The books that the religious prudes objected to includes “Love Violet” about a girl who develops a sweet crush on her female classmate and “P is for Pride Puppy” a rhyming alphabet book that tells the tale of a family who loses their puppy at a Pride parade. After meeting many wonderful queer people the family is reunited with their precious pup and everyone lives happily ever after.

“P is for prick’ applies to anyone who objects to a children’s book about a doggie and his family having fun at a Pride parade. Who does not love puppies and parades? Only religious fundamentalists who cannot tolerate a book that brings much joy to children; these killjoys want everyone to be as miserable as them.

When the Supreme Court heard arguments on this case, Justice Neil Gorsuch asked “isn’t “P is for Pride Puppy” the one where students are supposed to look for the leather and things, and bondage?”

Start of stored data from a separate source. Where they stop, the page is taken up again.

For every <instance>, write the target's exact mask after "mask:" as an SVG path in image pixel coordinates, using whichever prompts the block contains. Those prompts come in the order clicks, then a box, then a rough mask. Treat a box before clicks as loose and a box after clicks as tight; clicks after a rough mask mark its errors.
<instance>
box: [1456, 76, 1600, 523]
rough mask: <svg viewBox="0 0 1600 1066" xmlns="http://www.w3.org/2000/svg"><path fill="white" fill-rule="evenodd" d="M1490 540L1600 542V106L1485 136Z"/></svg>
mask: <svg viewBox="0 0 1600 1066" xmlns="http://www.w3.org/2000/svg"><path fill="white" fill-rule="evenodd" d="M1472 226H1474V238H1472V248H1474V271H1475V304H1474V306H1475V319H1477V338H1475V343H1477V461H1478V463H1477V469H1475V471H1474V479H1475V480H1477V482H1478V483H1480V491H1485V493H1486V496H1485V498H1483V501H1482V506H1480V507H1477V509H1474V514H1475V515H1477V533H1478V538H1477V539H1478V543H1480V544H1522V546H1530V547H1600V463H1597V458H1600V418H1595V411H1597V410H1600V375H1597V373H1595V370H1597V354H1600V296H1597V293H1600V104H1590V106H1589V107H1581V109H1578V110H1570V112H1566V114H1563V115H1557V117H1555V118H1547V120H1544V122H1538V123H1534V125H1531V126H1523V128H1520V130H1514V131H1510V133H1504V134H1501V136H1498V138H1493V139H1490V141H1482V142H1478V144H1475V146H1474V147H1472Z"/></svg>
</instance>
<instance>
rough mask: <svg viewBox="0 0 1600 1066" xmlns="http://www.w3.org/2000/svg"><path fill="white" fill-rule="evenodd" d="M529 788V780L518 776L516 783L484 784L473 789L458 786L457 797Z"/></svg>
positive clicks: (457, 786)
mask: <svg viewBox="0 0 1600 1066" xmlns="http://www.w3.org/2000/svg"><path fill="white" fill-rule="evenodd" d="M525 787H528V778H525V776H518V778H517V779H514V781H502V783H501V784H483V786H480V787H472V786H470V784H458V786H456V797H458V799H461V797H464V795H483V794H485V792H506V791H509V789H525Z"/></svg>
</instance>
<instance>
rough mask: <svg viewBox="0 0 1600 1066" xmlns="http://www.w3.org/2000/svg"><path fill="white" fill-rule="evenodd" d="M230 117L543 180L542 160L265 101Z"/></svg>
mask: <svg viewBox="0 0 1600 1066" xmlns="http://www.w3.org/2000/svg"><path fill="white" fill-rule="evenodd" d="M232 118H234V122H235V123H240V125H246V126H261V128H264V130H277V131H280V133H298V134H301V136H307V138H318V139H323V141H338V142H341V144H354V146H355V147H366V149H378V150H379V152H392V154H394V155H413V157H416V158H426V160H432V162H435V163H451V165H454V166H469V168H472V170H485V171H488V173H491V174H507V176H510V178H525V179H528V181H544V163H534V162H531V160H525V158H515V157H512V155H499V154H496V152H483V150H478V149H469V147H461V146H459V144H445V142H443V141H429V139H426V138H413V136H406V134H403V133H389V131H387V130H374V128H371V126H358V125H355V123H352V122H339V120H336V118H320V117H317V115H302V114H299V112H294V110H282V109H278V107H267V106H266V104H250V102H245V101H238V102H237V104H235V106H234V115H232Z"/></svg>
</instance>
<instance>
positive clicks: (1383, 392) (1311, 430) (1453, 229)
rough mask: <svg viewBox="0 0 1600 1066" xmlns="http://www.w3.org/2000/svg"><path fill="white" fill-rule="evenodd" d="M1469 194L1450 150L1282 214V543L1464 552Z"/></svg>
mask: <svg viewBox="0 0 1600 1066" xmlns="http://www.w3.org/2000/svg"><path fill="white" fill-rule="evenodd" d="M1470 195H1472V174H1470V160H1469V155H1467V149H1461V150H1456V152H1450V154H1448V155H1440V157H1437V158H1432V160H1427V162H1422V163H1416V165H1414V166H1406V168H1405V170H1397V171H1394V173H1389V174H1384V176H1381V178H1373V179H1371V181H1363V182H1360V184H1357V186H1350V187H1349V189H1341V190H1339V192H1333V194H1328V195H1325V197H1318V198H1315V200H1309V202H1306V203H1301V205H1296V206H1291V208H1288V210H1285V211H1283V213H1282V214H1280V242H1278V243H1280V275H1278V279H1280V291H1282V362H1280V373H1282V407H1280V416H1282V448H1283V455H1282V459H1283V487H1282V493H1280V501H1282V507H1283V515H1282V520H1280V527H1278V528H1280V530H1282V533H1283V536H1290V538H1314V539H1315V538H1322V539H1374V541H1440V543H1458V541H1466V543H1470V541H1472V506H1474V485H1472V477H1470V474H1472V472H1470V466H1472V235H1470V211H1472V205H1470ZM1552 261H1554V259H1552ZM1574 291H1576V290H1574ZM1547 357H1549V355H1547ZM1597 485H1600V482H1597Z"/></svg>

Conservatives who hate all forms of sexuality, especially gay love, are the ones who are obsessed with sex and see sex everywhere. These wankers need to realize that sometimes a cigar is just a cigar and a book about a puppy at a Pride parade is just about puppies, parades, ,pride and having a good time.

There is No Cure for ‘Old People Smell’

“There’s a reason ‘old people smell’ is instantly recognizable—and it has nothing to do with bad hygiene. The scent, a stale blend of must, cardboard, and something vaguely metallic, isn’t caused by skipped showers or mothballs. It’s biological. And according to experts, it gets worse with age because of what’s happening inside the body.”

Vice.Com

I remember when I was a child, I considered the elderly a mutant species, and when an old person invaded my personal space to pinch my cheeks or pat me on the head, I almost suffocated from “old people smell”.

As a teen I still gave seniors a wide berth, and I reasoned that bad hygiene, and poor health (rotten teeth, kidney disease, gastrointestinal diseases) were responsible for “old people smell”.

Now I am the decrepit and decaying monster that I feared as a youth. I shower daily, use anti-deodorants religiously and change my underwear daily and I’m still cursed with “old people smell.”

According to medical experts “old people smell” is biological, and it gets worse with age because of what’s happening inside the body.

I’m not a spring chicken; I’m a gristly old chicken that stinks to high heaven. Daily showers, anti-deodorant and cologne can’t mask the smell.

Some nutritionists believe that mushrooms are the perfect food to combat “old people smell”, but I’m at the point where I’m only interested in consuming magic mushrooms to help me forget growing old really stinks.